Women’s magazines uphold the dichotomy of the women of East and West. Mahila edited by Girish Chandra Sen published an article entitled (Purba O Pashchimer Naribrinda ‘ (‘Women of East and West’), where the writer complained that “many ‘ nably mahila’ (modern women) of rich families usually neglect housework and cooking. They chat and crack jokes with each other as if God has created them for these amusements. It seems that they lack any high ambition and noble deeds in life.

Internal Resistance

The struggle during the boycott movement impacted women’s magazines. Several women’s writings emphasized the women’s world was beyond the four walls of the antapur.

Laiita Roy argued in an article entitled ‘Des Sebai Nari Jati ‘ (“Women at the service of the country”) that “The time has come when both man and woman have to stand side by side in the working place. My countrymen might say that women’s real working place is at home. If the woman does something outside her home or pays attention towards politics then she would neglect her duty as a wife and mother. But if a woman sits at home and the man outside then will the development of a home be possible? As long as the woman would remain subservient to man and the man would remain her master the country cannot be awakened.” Champakbala Debi made an appeal to God in Janhabi to arm women with patriotism along with self-reliance.

 

Consumerist Angle

Women were not only buying, writing for, reading, and consuming the subject matter of the women’s magazines but also the revenue-generating products they advertised.

Conclusion

Bengal led the way in publishing women’s magazines in the mid-to-late 19th century. Bengali women’s magazines like Antahpur and Bamabodhini Patrika are foundational sources for the study of social and religious reform in Bengal and for the lifestyles of the Bengali middle class.
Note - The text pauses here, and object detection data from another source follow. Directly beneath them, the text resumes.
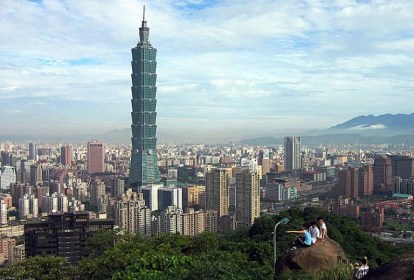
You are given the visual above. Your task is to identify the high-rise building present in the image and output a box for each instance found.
[0,200,7,227]
[206,168,229,217]
[19,194,39,219]
[181,208,205,236]
[0,237,16,263]
[389,155,414,179]
[158,187,183,210]
[285,136,302,171]
[114,189,151,235]
[182,186,206,209]
[0,166,17,190]
[153,206,183,234]
[60,145,72,165]
[87,141,105,174]
[30,163,43,186]
[236,169,260,227]
[257,149,271,175]
[111,178,125,198]
[358,165,374,197]
[141,184,164,211]
[90,180,105,206]
[24,213,113,263]
[372,156,393,193]
[28,142,36,160]
[129,7,160,188]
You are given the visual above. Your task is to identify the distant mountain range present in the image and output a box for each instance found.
[238,134,414,146]
[0,113,414,145]
[330,113,414,134]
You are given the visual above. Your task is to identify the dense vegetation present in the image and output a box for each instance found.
[0,209,407,279]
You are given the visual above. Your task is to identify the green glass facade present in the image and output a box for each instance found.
[129,16,160,187]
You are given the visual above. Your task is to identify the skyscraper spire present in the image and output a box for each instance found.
[142,5,147,27]
[129,6,160,189]
[139,5,149,44]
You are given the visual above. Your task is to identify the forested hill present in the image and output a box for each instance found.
[0,208,412,280]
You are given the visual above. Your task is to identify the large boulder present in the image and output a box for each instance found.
[275,238,347,275]
[363,252,414,280]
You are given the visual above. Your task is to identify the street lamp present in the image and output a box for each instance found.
[273,218,289,274]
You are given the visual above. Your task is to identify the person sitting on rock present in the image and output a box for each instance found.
[286,224,312,250]
[355,257,369,279]
[318,217,328,241]
[308,221,320,244]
Indian women’s magazines elucidated how polarized ideological formations, such as family/feminism, marriage/romance, and caste/class, are gathered into articulations of “good/bad” Indian tradition and “good/bad” modernity.

The magazines were part and parcel of the print culture which traces its roots to the establishment of colonial modernity. The social spaces of these women’s magazines were restricted to the literate women. Slowly and steadily, they became an important section of readers and consumers of print. They also gave a platform to the voices of women, creating a space for cultural discussion.
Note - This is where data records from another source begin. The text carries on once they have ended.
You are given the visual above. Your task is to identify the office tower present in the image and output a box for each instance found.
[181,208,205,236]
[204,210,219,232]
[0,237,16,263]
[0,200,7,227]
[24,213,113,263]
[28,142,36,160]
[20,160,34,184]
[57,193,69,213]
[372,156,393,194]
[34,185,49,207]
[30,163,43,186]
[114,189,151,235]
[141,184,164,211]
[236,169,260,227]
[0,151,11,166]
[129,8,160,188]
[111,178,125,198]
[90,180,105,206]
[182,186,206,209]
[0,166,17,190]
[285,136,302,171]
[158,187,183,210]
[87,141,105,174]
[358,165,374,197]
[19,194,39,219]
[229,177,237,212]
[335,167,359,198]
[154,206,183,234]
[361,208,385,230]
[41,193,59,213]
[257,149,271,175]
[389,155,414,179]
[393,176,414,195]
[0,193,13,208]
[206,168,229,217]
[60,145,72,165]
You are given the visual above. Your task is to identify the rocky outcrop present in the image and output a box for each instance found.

The subject matter of the women’s magazines ranged from purely medical discussions concerned with hygiene and disease, to discussions of household management, housework, and cooking, to delineations of family relationships and discussions of child rearing practice.
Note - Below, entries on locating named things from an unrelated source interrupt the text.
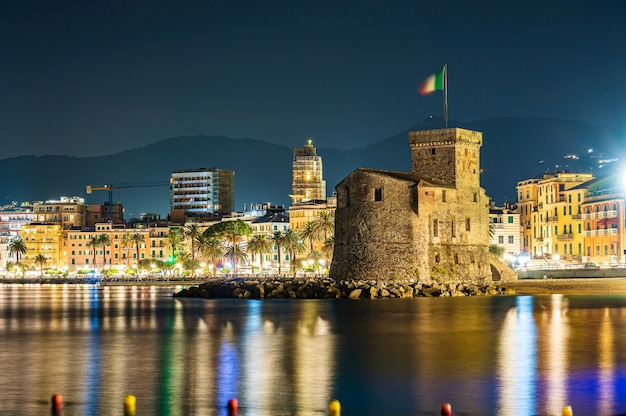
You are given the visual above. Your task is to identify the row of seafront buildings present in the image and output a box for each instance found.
[490,172,626,267]
[0,125,626,280]
[0,140,336,275]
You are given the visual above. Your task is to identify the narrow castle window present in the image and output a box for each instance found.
[374,188,383,201]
Nineteenth century Bengal preoccupied with social reform, and much of which focused on women. One of the key constituencies during this period was the women’s magazines, which offered an informal or non-institutional aspect of that moral education.women’s magazines like Bamabodhini Patrika, Mahila, Bangalakshmi, Bharat Mahila and Antahpur were instrumental in supporting the women’s cause.

The Swadeshi movement helped women permeate into the male-dominated world of politics and the women’s magazines reacted quickly to the changing scenario. The undertone of morality remained within all writings but the contributors of the women’s magazines, within their constraints, pushed to reform the existing traditional socio-familial framework.

The blended and confounded heritage of the women’s magazines shows a composite quality where tradition and modernity journeyed hand-in-hand. The riddling expedition of social reform surely presented a mixed legacy of the colonial era women’s magazines.